How to make AIXI-tl incapable of learning

by itaibn0 6y27th Jan 20142 min read5 comments

4


Consider a simple game: You are shown a random-looking 512-bit string h. You may then press one of two buttons, labeled '0' and '1'. No matter which button you press, you will then be shown a 256-bit string s such that SHA512(s) = h. In addition, if you pressed '1' you are given 1$.

This game seems pretty simple, right? s and h are irrelevant, and you should simply press '1' all the time (I'm assuming you value recieving money). Well, let's see how AIXI and AIXI-tl fare at this game.

Let's say the machine already played the game many times. Its memory is h0, b0, r0, s0, h1, ..., b_(n-1), r_(n-1), s_(n-1), h_n, where the list is in chronological order, inputs are unbolded while decisions are bolded, and r_i is the reward signal. It is always the case that r_i=b_i and h_i=SHA512(s_i).

First let's look at AIXI. It searches for models that compress and extrapolate this history up to the limit of its planning horizon. One class of such models is this: there is a list s0, ..., s_N of random 256-bits strings and a list b0, ..., b_N of (possibly compressible) bits. The history is SHA512(s0), b0, b0, s0, ..., b_(N-1), s_(N-1), SHA512(s_N), b_N. Here s_i for i<n must match the s_i in its memory, and s_n must be the almost certainly unique value with SHA512(s_n) = h_n. While I don't have a proof, it intuitively seems like this class of models will dominate the machines probability mass, and repeated arg-max should lead to the action of outputting 1. It wouldn't always do this due to exploration/exploitation considerations and due to the incentive to minimize K (b0, ... b_N) built into its prior, but it should do it most of the time. So AIXI seems good.

Now let's consider AIXI-tl. It picks outputs by having provably correct programs assign lower bounds to the expected utility, and picking the one with the best lower bound, where expected utility is as measured by AIXI. This would include accepting the analysis I just made with AIXI if that analysis can be made provably accurate. Here lies a problem: the agent has seen h_n but hasn't seen s_n. Therefore, it can't be certain that there is an s_n with SHA512(s_n)=h_n. Therefore, it can't be certain that the models used for AIXI actually works (this isn't a problem for AIXI since it has infinite computational power and can always determine that there is such an s_n).

There is an ad hoc fix for this for AIXI-tl: Take the same model as before, but h_n is a random string rather than being SHA512(s_n). This seems at first to work okay. However, it adds n, the current time, as an input to the model, which adds to its complexity. Now other models dependent on the current time also need to be considered. For instance, what if h_n was a random string, and in addition r_n=not(b_n). This models seems more complicated, but maybe in the programming language used for the Solomonoff prior it is shorter. The key point is that the agent won't be able to update past that initial prior no matter how many times it plays the game.  In that case AIXI-tl may consistently prefer 0, assuming there aren't any other models it considers that make its behavior even more complicated.

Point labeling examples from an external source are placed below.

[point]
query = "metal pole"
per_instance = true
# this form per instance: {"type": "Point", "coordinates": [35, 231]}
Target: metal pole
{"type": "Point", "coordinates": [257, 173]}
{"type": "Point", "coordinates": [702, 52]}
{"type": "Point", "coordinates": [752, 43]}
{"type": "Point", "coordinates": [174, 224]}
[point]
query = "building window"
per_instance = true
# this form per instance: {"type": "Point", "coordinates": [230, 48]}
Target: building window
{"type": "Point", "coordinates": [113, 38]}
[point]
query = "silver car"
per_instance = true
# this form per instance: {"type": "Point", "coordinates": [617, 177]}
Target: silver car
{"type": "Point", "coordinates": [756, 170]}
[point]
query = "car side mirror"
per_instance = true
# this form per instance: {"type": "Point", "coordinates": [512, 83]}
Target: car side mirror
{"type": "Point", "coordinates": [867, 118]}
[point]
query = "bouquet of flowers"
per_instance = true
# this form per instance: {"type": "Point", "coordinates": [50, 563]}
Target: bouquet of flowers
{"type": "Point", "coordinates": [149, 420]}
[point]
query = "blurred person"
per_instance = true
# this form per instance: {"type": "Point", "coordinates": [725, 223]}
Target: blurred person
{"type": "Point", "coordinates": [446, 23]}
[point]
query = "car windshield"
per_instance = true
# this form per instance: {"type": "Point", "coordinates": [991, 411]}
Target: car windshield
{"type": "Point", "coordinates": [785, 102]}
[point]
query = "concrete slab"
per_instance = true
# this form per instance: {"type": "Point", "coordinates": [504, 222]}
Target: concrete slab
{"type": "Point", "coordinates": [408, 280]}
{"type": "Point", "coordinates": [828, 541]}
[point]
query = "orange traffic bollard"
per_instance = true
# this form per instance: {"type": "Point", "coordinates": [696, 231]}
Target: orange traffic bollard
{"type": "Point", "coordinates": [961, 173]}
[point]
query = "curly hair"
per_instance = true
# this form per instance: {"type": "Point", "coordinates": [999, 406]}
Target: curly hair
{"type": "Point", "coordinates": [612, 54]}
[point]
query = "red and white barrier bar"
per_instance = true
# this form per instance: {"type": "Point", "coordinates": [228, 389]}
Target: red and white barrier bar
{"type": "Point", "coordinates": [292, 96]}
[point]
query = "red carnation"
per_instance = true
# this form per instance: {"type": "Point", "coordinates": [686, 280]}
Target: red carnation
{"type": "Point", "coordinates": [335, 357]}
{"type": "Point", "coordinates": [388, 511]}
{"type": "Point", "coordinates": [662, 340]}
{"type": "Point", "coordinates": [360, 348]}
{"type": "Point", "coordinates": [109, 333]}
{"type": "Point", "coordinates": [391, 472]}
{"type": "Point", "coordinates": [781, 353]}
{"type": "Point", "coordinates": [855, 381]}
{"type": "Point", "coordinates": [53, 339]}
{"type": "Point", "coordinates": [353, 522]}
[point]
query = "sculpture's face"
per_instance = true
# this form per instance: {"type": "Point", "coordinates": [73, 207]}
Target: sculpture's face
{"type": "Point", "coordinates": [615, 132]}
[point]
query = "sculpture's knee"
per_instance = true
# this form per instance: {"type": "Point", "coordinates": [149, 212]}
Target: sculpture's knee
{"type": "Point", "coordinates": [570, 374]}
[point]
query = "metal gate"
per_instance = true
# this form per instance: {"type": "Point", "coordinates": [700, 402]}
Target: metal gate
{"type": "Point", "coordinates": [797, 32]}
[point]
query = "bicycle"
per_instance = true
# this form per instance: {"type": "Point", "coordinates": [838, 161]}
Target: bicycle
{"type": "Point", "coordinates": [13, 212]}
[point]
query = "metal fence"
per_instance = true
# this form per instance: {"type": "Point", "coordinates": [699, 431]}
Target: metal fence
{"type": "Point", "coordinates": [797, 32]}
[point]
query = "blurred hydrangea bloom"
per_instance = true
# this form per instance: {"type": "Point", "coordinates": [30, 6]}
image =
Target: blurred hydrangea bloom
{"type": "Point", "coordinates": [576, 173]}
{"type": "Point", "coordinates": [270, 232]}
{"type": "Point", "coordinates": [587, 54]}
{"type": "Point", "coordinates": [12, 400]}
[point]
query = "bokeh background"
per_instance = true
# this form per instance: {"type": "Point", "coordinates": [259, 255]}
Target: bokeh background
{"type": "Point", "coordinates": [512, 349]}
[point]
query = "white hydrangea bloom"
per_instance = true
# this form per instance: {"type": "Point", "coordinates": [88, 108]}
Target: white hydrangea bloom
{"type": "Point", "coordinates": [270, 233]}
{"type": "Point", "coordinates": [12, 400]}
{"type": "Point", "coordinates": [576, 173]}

The key problem is that AIXI-tl is handling logical uncertainty badly. The reasonable thing to do upon seeing h_n is assuming that it, like all h_i before it, is a hash of some 256-bit string. Instead, it finds itself unable to prove this fact and is forced into assuming the present h_n is special. This makes it assume the present time is special and makes it incapable of learning from experience.

4